El objetivo Descartes
La tripulación tenía como objetivo las tierras altas de Descartes, una región montañosa y escarpada totalmente distinta a las llanuras basálticas planas visitadas por misiones anteriores. Los científicos estaban convencidos de que las colinas de las llanuras de Cayley y la formación Descartes habían nacido de flujos de lava espesos y viscosos, muy parecidos a los paisajes volcánicos de los Andes. El mandato era encontrar el núcleo volcánico de la Luna.
Para lograrlo, la tripulación tuvo que sobrevivir tres días en una cabina del tamaño de un armario y llevar su vehículo de exploración lunar (Lunar Roving Vehicle) hasta sus límites mecánicos. Durante tres excursiones en la superficie que sumaron 20 horas, recorrieron 16 millas. Trazaron las empinadas pendientes de Stone Mountain y bordearon los límites del cráter North Ray, operando completamente fuera de los márgenes de seguridad para su recuperación.
Cables tropezados y trajes de presión rotos
La realidad de la geología de campo lunar rara vez es elegante. El fallo científico más crítico de la misión fue totalmente humano. Mientras maniobraba con su voluminoso traje presurizado, Young enganchó su bota en el cable del experimento de flujo de calor.
La línea se rompió al instante. Meses de planificación científica e ingeniería de precisión quedaron permanentemente inhabilitados por un solo paso en falso. Fue un crudo recordatorio de la frágil interfaz entre los operadores humanos y el delicado hardware de telemetría.
Duke, que entonces era la persona más joven en caminar sobre la Luna a los 36 años, casi añade un fallo de ingeniería fatal a la lista. Al intentar un salto alto para las cámaras de televisión, perdió el equilibrio y cayó de espaldas directamente sobre su mochila de soporte vital. Si el recipiente a presión del traje o la alimentación de oxígeno se hubieran roto, se habría asfixiado en segundos.
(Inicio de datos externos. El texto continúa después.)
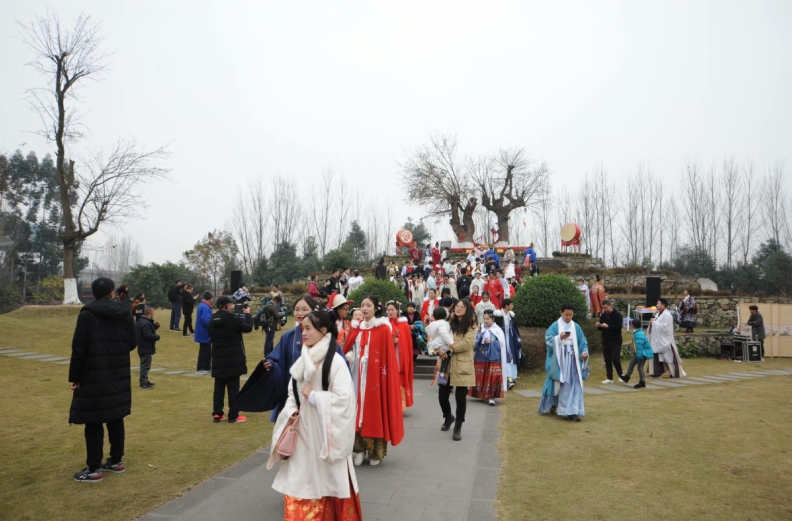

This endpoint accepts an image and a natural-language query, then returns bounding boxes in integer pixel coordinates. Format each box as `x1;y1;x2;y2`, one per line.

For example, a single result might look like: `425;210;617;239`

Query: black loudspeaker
646;277;660;308
231;270;242;293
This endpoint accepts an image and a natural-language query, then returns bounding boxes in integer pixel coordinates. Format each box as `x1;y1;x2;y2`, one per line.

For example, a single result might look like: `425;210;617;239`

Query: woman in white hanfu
267;311;363;521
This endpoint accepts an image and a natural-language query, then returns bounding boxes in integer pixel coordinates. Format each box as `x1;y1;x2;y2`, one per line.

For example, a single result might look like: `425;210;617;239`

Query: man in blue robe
495;298;523;389
539;304;588;421
236;326;349;422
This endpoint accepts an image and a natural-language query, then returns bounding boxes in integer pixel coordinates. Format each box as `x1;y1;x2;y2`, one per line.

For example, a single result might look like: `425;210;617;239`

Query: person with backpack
69;277;137;483
168;279;184;331
208;295;253;423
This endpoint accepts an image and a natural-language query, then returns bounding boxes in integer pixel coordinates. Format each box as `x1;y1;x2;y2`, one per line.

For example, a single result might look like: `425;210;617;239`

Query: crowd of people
69;242;732;519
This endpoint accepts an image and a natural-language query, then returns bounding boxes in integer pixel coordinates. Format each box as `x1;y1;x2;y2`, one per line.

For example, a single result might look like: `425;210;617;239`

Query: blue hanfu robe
494;309;523;380
539;319;588;416
237;326;349;422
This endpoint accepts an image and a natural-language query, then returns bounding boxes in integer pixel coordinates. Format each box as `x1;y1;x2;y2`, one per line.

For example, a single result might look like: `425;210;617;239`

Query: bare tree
399;134;478;242
472;148;549;243
19;11;167;304
719;156;743;269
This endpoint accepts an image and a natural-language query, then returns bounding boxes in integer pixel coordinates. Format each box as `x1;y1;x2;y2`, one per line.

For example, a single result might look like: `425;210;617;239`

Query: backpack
292;348;336;410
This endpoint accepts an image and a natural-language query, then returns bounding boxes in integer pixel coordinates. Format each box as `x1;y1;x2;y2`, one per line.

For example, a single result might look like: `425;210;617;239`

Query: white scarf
289;333;332;382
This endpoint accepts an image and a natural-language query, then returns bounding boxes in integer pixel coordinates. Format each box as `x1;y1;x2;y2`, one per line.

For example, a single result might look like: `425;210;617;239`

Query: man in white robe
649;298;687;378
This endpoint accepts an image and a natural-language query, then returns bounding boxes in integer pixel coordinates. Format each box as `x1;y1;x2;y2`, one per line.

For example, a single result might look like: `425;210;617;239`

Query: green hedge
514;275;588;332
347;280;407;309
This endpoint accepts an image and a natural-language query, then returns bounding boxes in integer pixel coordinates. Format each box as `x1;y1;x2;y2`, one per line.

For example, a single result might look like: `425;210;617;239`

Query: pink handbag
275;414;300;458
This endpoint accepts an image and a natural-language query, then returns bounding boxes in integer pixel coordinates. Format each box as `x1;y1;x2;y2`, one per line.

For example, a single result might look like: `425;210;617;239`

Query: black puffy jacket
69;297;137;423
207;310;253;378
135;316;160;355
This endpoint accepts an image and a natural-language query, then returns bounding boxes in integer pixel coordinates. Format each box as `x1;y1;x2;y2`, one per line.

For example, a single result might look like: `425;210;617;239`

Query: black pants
138;353;154;385
85;418;124;470
212;376;239;420
439;385;467;422
182;313;195;336
196;343;212;371
602;346;622;380
264;326;277;356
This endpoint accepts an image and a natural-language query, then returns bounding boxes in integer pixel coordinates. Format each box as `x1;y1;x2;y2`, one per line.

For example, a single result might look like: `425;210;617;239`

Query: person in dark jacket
193;291;213;375
595;300;624;384
135;306;160;389
69;277;137;483
182;284;198;336
168;279;184;331
209;295;253;423
264;295;286;357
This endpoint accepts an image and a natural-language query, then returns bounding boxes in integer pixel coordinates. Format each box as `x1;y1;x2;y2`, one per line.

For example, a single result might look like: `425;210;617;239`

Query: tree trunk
494;210;511;244
63;243;80;304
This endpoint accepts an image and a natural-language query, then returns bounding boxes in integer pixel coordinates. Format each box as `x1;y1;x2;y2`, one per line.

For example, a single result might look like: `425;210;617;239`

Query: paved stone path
135;380;500;521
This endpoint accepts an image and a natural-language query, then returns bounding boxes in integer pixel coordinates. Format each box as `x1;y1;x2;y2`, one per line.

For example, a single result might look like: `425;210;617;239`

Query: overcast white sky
0;0;792;262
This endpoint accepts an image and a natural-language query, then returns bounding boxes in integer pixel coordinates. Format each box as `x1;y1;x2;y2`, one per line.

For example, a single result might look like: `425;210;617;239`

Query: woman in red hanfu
386;300;413;412
347;295;412;467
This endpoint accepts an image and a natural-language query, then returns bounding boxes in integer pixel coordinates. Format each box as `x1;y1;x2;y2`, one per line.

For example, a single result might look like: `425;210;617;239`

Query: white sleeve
314;353;357;463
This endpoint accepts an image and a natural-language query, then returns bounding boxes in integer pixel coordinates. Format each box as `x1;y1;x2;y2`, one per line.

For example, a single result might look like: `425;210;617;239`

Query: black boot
453;421;462;441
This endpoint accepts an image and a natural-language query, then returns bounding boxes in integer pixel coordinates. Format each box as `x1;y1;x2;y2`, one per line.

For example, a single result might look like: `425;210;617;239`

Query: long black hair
360;295;385;318
449;298;477;335
303;311;338;340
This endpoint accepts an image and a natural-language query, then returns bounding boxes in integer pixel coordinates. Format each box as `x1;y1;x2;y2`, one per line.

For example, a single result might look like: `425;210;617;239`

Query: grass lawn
497;355;792;521
0;306;292;520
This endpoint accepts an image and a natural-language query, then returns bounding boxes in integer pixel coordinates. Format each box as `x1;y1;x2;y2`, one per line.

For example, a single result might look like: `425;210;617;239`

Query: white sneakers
352;451;366;467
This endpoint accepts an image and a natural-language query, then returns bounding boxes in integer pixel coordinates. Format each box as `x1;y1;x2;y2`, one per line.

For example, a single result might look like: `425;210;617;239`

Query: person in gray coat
748;306;765;358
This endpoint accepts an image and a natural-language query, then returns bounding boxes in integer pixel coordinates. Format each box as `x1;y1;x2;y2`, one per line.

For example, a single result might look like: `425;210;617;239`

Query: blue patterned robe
539;321;588;416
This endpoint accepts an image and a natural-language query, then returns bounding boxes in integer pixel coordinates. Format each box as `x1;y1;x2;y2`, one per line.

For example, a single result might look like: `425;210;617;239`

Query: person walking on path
69;277;137;483
208;295;253;423
677;289;698;333
267;311;363;521
193;291;213;375
622;318;654;389
168;279;184;331
649;298;687;378
539;304;588;421
182;284;198;336
748;305;765;358
350;295;404;467
589;275;605;317
594;300;624;384
135;306;160;389
264;295;286;356
386;300;413;412
468;310;506;405
437;299;477;441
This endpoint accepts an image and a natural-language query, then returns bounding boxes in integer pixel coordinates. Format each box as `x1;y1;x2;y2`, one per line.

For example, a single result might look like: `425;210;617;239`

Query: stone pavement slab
144;375;500;521
583;386;610;394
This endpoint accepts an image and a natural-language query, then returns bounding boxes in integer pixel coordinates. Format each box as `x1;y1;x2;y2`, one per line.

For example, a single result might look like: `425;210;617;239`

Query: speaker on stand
646;277;660;308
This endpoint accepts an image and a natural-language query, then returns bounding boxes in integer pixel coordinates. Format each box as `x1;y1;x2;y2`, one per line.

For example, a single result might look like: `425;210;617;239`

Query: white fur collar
289;333;332;382
360;317;393;329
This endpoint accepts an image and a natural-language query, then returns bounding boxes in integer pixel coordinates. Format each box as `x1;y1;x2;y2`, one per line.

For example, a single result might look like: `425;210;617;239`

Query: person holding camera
264;295;286;356
208;295;253;423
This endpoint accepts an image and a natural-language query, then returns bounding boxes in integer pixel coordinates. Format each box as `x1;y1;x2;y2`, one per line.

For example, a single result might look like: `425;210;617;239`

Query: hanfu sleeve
310;355;357;463
267;378;298;469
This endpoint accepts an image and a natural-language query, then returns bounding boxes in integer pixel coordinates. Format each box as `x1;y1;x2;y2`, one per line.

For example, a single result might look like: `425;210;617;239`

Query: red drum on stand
561;223;581;253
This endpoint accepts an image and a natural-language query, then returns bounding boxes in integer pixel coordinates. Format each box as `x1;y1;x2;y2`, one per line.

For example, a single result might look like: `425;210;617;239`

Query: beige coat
437;324;478;387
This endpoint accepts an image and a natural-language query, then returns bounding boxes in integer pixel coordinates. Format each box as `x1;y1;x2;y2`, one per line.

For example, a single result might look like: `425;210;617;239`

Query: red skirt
283;479;363;521
468;362;503;400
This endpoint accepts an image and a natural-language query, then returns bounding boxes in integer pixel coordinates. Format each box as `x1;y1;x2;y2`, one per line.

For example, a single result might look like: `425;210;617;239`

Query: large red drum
561;223;581;246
Mapeo del suelo desde la órbita
Mientras Young y Duke navegaban entre el polvo lunar, Ken Mattingly operaba un conjunto de sensores de mapeo desde la órbita en el módulo de mando Casper. Mattingly había pasado dos años esperando este turno orbital; había sido excluido de la tripulación del Apolo 13 solo 72 horas antes del lanzamiento debido a una exposición al sarampión.
En la superficie, la tripulación desplegó la cámara/espectrógrafo de ultravioleta lejano, diseñada por el astrofísico George Carruthers. Operó como el primer observatorio astronómico real en otro mundo. El instrumento capturó la geocorona de la Tierra y estrellas distantes en longitudes de onda totalmente bloqueadas por nuestra propia atmósfera, lo que demostró la viabilidad comercial y científica de la observación basada en la Luna.
Un apetito por el riesgo en disminución
A pesar de los cables tropezados y los incidentes evitados por poco, el Apolo 16 logró obtener 95,7 kilogramos de roca que eventualmente pondrían patas arriba a la comunidad científica. Pero la ventana geopolítica que financió este hardware se estaba cerrando rápidamente. Para cuando Young y Duke regresaron, el público había sucumbido a la fatiga lunar, con el enfoque nacional desplazándose hacia la guerra de Vietnam y los temblores del escándalo Watergate.
La administración Nixon, que navegaba por una economía en enfriamiento, ya había cancelado las tres últimas misiones Apolo. Es el tipo de despliegue de hardware rápido y de alto riesgo que las agencias espaciales modernas —en particular una ESA actualmente estancada por los retrasos del Ariane 6 y las estrategias de adquisición reacias al riesgo— solo pueden recordar con una mezcla de envidia y horror.
Hoy en día, un motor de cardán oscilante desencadenaría una investigación de varios años y paralizaría una cadena de suministro. En 1972, solo fue un retraso de seis horas antes de descender a las tierras altas.